27.07.2009 · Sehr, sehr viele Autofahrer stehen Jahr für Jahr auf der Fahrt in den Urlaub vor den Mautstationen in Frankreich, Spanien oder Italien in der Warteschlange und verfluchen die Gebührenwegelagerei der Autobahngesellschaften.

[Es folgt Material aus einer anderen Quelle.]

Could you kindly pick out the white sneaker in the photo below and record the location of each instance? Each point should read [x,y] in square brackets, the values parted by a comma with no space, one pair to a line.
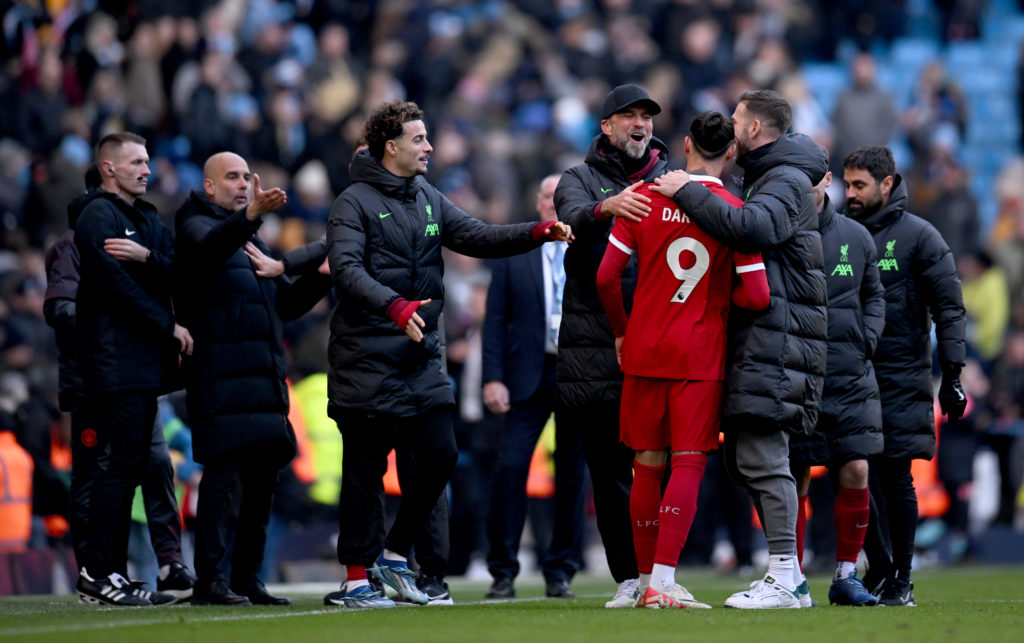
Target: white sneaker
[764,594]
[626,595]
[675,596]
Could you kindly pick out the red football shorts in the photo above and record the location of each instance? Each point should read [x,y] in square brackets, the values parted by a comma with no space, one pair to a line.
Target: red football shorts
[681,414]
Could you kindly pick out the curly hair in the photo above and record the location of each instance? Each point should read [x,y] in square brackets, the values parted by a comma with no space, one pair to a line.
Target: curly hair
[387,123]
[712,132]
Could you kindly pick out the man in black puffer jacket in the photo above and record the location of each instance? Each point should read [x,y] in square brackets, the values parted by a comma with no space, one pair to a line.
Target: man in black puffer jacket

Von Jakob Strobel y SerraSehr, sehr viele Autofahrer stehen Jahr für Jahr auf der Fahrt in den Urlaub vor den Mautstationen in Frankreich, Spanien oder Italien in der Warteschlange und verfluchen die Gebührenwegelagerei der Autobahngesellschaften. So verständlich ihr Groll ist, so ernüchternd wäre es, sein Urlaubsziel allein nach der Höhe der jeweiligen Gebühren auszuwählen. Das zeigt schon ein kurzer Blick auf die Website www.kfz-auskunft.de/info/autobahngebuehr.html, die eine gute Übersicht über die Usancen in allen europäischen Ländern gibt einschließlich durchschnittlicher Autobahngebühren pro Kilometer, Vignetten, Innenstadtmaut und Extrazahlungen an Brücken und Tunneln. Man erfährt, dass Italien das älteste Mautsystem in Europa mit achtzig gebührenpflichtigen Strecken besitzt, Spanien ganz besonders hohe Gebühren verlangt und auch Frankreich es von den Lebendigen nimmt. Spottbillig hingegen sind so sympathische Länder wie Bulgarien, Mazedonien, die Slowakei und Slowenien. Was diese Webpage allerdings nicht bietet, ist die Möglichkeit, die Gebühren für bestimmte Strecken konkret zu berechnen.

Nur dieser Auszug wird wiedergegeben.